Gagan Singh Bhandari was found dead on the balcony of his palace during the night of 16 September 1846. The queen commanded Bahadur, who happened to be ready with his regiments, to assemble the entire administrative establishment of the country immediately at the courtyard of the palace armoury. Following the queen's orders, Jung Bahadur ordered his men to let people inside the Kot but not to let them out without Queen's or his own orders.

==Overview==
Following the Queen's order, courtiers hurried to the Kot as soon as they heard the royal summons. Many of the courtiers were unarmed except for a sword, as they had responded immediately to the royal summons. The troops allocated by Jung Bahadur Rana also had taken most of the arms of courtiers who had managed to bring them. Queen Laxmi Devi and King Rajendra Bikram Shah were also present in Kot.

At almost midnight, most of the courtiers were present at Kot. Everyone there was full of fears and skeptical thoughts. General Abhiman Singh Rana Magar spoke to the King about the possibility of a massacre.
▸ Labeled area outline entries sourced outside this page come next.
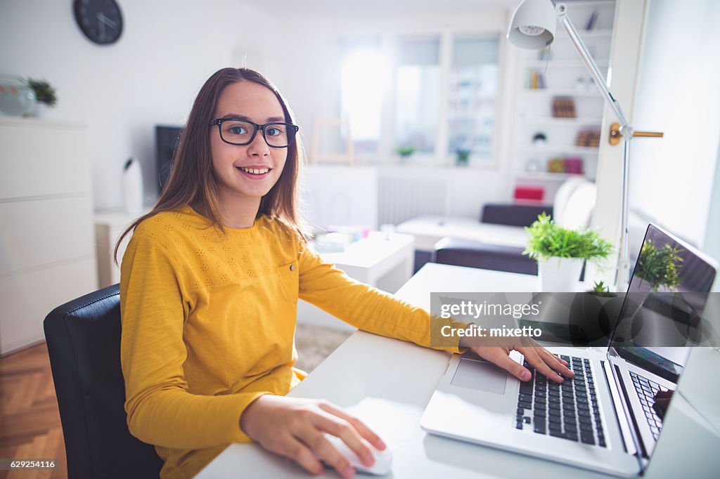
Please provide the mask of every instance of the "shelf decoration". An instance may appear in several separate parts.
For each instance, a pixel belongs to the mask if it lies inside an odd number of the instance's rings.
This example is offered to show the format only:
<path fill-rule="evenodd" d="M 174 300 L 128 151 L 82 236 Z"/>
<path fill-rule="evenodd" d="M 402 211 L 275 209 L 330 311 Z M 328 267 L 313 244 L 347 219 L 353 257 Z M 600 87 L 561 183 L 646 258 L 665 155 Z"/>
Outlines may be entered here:
<path fill-rule="evenodd" d="M 547 170 L 552 173 L 582 175 L 582 158 L 575 156 L 550 158 L 547 160 Z"/>
<path fill-rule="evenodd" d="M 600 128 L 583 128 L 577 132 L 575 146 L 597 148 L 600 146 Z"/>
<path fill-rule="evenodd" d="M 553 96 L 552 116 L 554 118 L 577 118 L 575 99 L 572 96 Z"/>
<path fill-rule="evenodd" d="M 545 197 L 545 188 L 540 186 L 516 186 L 513 197 L 517 203 L 539 203 Z"/>
<path fill-rule="evenodd" d="M 545 83 L 545 76 L 539 72 L 537 70 L 533 70 L 530 72 L 530 89 L 531 90 L 544 90 L 547 88 L 547 84 Z"/>

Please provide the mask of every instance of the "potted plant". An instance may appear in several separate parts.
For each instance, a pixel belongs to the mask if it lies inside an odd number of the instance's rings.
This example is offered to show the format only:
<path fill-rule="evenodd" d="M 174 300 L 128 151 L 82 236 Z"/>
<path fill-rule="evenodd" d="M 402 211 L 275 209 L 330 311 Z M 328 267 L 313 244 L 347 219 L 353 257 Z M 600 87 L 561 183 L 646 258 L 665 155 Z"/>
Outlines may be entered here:
<path fill-rule="evenodd" d="M 47 80 L 27 78 L 27 86 L 35 92 L 35 99 L 37 101 L 36 116 L 45 116 L 47 108 L 53 108 L 57 104 L 58 92 Z"/>
<path fill-rule="evenodd" d="M 538 260 L 543 291 L 574 291 L 585 261 L 605 259 L 613 246 L 591 229 L 566 229 L 542 213 L 529 227 L 523 254 Z"/>
<path fill-rule="evenodd" d="M 459 148 L 455 150 L 455 164 L 458 166 L 467 166 L 470 161 L 470 150 Z"/>
<path fill-rule="evenodd" d="M 595 281 L 593 283 L 593 289 L 588 292 L 601 298 L 614 298 L 618 296 L 614 293 L 610 292 L 610 286 L 605 284 L 605 281 Z"/>
<path fill-rule="evenodd" d="M 676 291 L 680 286 L 678 270 L 682 267 L 683 258 L 680 253 L 682 248 L 665 245 L 659 248 L 650 240 L 642 245 L 640 256 L 635 267 L 634 276 L 640 278 L 639 287 L 647 281 L 653 291 L 665 288 L 669 291 Z"/>
<path fill-rule="evenodd" d="M 400 160 L 405 161 L 413 153 L 415 152 L 415 147 L 413 146 L 404 146 L 400 147 L 395 149 L 395 152 L 400 155 Z"/>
His presence had relieved some of the members present. Abhiman Singh also fetched three troops under his control to Kot.

Prime Minister Chautariya Fateh Jung Shah had still not arrived. Jung Bahadur Rana called his younger brother Bam Bahadur Kunwar Rana to fetch Fateh Jung. Emotions ran high among the assembled bands of nobles and their followers, who listened to the Queen give an emotional harangue blaming the Pandes and demanding that Abhiman Singh Rana Magar execute Kaji Bir Keshar Pande, whom she suspected for the death of Gagan Singh. Abhiman Singh Rana Magar hesitated and looked to the King. The King hesitated and said to punish the guilty only after a proper investigation of the matter. He pointed out that he must have a discussion with Prime Minister regarding this matter and left. He then left Hanuman Dhoka palace and went to the British residency. When he was denied an audience with the Resident at such a late hour, he went to Narayanhiti Palace. In Narayanhiti, King Rajendra had some time alone with the Prime Minister. Either King Rajendra had not wanted to give information about the conditions at Kot or Fateh Jung had not understood the point. In either case, Fateh Jung went to Kot with minimal security.

Meanwhile, at Kot, surrounded by Jung Bahadur's regiments, tension grew high as most of the nobles and Prime Minister Fateh Jung Shah gathered there. Seeing a high possibility of bloodshed, Jung Bahadur, Fateh Jung and Abhiman Singh Rana Magar decided that Jung Bahadur and Fateh Jung should try to calm the Queen, and Abhiman Singh Rana Magar, who had disobeyed the Queen's orders, would stay behind. As the two went to find the Queen, Abhiman Singh Rana Magar decided to move his own regiments to Kot, but he was prevented from leaving. Abhiman Singh Rana Magar tried to force his way out, and was killed in the process. After panic ensued, the bloodshed began. Many Thapas, Pandes and Basnyats died, including Fateh Jung, Khadga Bikram Shah and Dalbhanjan Pande. Some escaped by climbing over walls and roofs and even through the drainage systems. Jung Bahadur Rana easily used the situation to eliminate his rivals.

==Aftermath==
Jung Bahadur Rana was made Prime Minister by the queen immediately after the massacre. Feeling he presented a threat to her power, the Queen conspired to eliminate Jung Bahadur and elevate her son to the throne. The Basnyat Conspiracy—so called because many of its participants belonged to one of the last leading noble families, the Basnyat—was betrayed and its ringleaders were rounded up and executed at Bhandarkhal massacre. A meeting of leading notables, packed with Rana supporters, found the Queen guilty of complicity in the plot, stripped her of her powers, and sent her into exile at Varanasi, along with King Rajendra Shah. The King began plotting his return from India. In 1847, Jung Bahadur Rana informed the troops of the exiled King's activities, announced his dethronement, and elevated Rajendra's son to the throne as Surendra Bikram Shah. King Rajendra Bikram Shah was captured later that year in the Terai and brought back as a prisoner to Bhadgaon, where he spent the rest of his life under house arrest. Jung Bahadur Rana then established the Rana dynasty, which ruled Nepal for more than a century.